A new medical study of Alzheimer’s disease stresses the importance of family history when it comes to evaluating your disease risk.
If you have a parent who’s had Alzheimer’s, think back to when they first started to show symptoms of the disease, such as confusion, memory loss or difficulty performing familiar tasks.
That year is important — because the closer you are to it, the likelier you are to show degenerative signs of Alzheimer’s yourself, according to scientists at McGill University in Montreal.
The researchers found that amyloid plaques — the protein fragments which cause the cognitive decline associated with the disease — become more prevalent in the brain when you approach the same age that your mother and father were when they initially became symptomatic.

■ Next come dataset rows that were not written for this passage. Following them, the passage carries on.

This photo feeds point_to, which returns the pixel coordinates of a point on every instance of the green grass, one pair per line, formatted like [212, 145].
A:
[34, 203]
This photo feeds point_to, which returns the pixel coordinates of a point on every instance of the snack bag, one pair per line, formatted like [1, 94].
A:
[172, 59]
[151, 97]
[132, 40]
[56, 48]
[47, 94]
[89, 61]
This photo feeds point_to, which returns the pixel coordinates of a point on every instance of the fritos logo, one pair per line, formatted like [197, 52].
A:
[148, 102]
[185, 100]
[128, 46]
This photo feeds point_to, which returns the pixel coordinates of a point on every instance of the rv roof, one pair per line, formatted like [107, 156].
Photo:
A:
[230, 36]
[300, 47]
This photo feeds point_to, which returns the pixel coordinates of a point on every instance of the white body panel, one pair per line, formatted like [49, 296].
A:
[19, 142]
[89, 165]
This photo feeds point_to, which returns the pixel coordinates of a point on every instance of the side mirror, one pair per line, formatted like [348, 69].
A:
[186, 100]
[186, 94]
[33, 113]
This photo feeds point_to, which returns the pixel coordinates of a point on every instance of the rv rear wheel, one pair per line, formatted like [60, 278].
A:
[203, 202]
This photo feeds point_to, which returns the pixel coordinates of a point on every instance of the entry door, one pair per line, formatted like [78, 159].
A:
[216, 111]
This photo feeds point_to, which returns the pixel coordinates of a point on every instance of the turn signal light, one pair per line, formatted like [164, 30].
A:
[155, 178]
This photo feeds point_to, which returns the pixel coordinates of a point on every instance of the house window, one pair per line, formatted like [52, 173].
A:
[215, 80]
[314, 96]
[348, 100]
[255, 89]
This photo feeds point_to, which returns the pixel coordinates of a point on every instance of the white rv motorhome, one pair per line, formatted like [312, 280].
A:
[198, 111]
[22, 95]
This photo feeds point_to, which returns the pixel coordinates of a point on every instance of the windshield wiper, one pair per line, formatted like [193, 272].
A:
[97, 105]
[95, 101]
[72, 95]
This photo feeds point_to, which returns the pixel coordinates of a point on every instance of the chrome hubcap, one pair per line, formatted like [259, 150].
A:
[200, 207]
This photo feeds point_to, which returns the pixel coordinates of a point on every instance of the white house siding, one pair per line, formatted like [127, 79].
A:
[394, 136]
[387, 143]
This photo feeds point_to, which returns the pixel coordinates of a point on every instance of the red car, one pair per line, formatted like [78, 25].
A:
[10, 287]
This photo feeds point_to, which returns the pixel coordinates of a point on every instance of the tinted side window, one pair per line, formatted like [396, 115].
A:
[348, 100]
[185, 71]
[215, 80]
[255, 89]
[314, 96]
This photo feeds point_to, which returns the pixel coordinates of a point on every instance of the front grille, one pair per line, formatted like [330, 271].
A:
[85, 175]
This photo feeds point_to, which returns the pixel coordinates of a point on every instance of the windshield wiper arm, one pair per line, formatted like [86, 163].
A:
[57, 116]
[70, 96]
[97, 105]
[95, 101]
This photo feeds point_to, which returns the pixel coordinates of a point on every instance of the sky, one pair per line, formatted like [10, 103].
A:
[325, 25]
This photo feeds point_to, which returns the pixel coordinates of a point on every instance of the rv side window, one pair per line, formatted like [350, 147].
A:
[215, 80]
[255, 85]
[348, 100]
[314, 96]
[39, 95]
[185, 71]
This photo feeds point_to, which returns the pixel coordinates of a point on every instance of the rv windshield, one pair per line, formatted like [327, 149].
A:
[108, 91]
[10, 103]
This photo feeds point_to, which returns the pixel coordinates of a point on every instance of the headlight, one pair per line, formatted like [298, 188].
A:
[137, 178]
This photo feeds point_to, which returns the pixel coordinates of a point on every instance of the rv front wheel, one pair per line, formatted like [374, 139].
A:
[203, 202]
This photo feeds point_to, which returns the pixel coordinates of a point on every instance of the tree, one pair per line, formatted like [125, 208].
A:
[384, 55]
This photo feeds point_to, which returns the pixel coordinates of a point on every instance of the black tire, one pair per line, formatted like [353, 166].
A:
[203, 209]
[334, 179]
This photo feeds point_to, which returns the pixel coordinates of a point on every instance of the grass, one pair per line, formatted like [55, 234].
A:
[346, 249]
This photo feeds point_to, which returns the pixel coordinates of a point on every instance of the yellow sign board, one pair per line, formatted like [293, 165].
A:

In fact, closeness to your parent’s age when they first experienced the onset of Alzheimer’s is a more important risk factor than your age itself.
In other words, “A 60-year-old whose mother developed Alzheimer’s at age 63 would be more likely to have amyloid plaques in their brain than a 70-year-old whose mother developed the disease at age 85,” said researcher Sylvia Villenueve in a press release.
The study, which involved 101 subjects, also found that the genetic impact of Alzheimer’s disease is more evident in women.
“We noticed that this link between parental age and amyloid deposits is stronger in women than in men,” added Villenueve.
Though there is no known cure for Alzheimer’s disease, researchers believe that early detection and lifestyle intervention can help slow the disease’s progression.